Ini sangat menarik. Maklum, di berbagai belahan dunia, termasuk di Indonesia, pemerintah berkuasa berlomba-lomba untuk mencabut subsidi sosial dan memprivatisasi layanan publiknya. Akibatnya, seperti yang kita alami di Indonesia, rakyat menjerit-jerit karena meroketnya harga pangan, mahalnya biaya kesehatan, pendidikan makin terjangkau, dan lain-lain. Chavez tak percaya bahwa pasar—dengan tangan tak terlihatnya—bisa menjamin pemenuhan hak dasar rakyat. Sebaliknya, Chavez meyakini, rakyat bisa membangun dirinya bila diberikan kekuasaan, pengetahuan, tanah, kredit, teknologi, dan organisasi.

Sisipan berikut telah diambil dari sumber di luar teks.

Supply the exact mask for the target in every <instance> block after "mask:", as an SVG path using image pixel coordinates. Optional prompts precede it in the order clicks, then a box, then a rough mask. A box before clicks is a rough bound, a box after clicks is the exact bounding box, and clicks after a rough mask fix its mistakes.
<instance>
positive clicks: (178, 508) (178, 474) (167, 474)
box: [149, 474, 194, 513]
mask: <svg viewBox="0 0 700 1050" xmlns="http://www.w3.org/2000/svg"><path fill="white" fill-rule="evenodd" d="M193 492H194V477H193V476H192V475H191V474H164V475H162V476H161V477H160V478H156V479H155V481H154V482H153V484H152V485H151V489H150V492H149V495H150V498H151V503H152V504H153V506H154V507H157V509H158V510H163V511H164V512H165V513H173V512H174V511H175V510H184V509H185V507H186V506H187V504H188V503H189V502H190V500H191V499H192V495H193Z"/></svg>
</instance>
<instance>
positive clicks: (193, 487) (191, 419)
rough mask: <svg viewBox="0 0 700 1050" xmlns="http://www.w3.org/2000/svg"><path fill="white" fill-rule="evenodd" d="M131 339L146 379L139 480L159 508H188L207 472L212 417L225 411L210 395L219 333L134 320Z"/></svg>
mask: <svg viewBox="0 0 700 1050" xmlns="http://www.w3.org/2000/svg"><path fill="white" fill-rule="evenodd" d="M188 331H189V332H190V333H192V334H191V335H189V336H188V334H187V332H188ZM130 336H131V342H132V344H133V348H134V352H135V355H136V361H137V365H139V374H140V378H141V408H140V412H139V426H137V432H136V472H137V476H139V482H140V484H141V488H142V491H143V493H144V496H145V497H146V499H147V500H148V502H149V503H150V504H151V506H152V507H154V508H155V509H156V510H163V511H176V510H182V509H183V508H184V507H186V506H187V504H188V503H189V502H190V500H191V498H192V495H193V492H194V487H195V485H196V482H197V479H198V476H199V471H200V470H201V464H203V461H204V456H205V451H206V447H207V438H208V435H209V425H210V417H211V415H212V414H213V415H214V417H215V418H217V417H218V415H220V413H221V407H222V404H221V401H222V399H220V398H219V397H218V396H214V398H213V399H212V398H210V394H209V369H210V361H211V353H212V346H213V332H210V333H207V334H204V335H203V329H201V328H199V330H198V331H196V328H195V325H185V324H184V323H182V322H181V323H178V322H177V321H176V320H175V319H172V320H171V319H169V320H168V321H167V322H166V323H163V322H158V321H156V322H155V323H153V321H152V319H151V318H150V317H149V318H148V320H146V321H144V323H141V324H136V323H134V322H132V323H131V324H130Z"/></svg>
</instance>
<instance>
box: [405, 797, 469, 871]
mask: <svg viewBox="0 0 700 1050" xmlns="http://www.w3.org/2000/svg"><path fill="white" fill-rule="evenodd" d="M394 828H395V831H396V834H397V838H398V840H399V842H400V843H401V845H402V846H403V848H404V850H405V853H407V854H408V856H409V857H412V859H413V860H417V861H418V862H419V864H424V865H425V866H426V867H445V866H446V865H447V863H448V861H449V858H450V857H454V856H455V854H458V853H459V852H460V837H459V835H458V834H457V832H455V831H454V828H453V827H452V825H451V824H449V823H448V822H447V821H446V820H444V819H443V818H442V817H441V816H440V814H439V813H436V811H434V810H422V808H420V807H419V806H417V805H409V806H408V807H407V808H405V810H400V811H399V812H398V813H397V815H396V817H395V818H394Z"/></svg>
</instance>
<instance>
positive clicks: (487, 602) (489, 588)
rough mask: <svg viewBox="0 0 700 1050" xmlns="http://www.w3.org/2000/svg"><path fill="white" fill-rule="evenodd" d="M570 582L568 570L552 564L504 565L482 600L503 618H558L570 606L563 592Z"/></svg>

Namun, semua program itu perlu dana yang besar. Dan itu tidak mungkin bila Venezuela tidak berdaulat secara ekonomi dan tidak mengontrol sumber daya alamnya. Untuk itu, Chavez melakukan konsolidasi dan memastikan penguasaan negara atas aset-aset strategis, seperti minyak dan gas, pabrik baja hingga ke perbankan. Selain itu, ia juga memperkenalkan kontrol pekerja dan self-management untuk membangkitkan partisipasi pekerja dalam lapangan ekonomi.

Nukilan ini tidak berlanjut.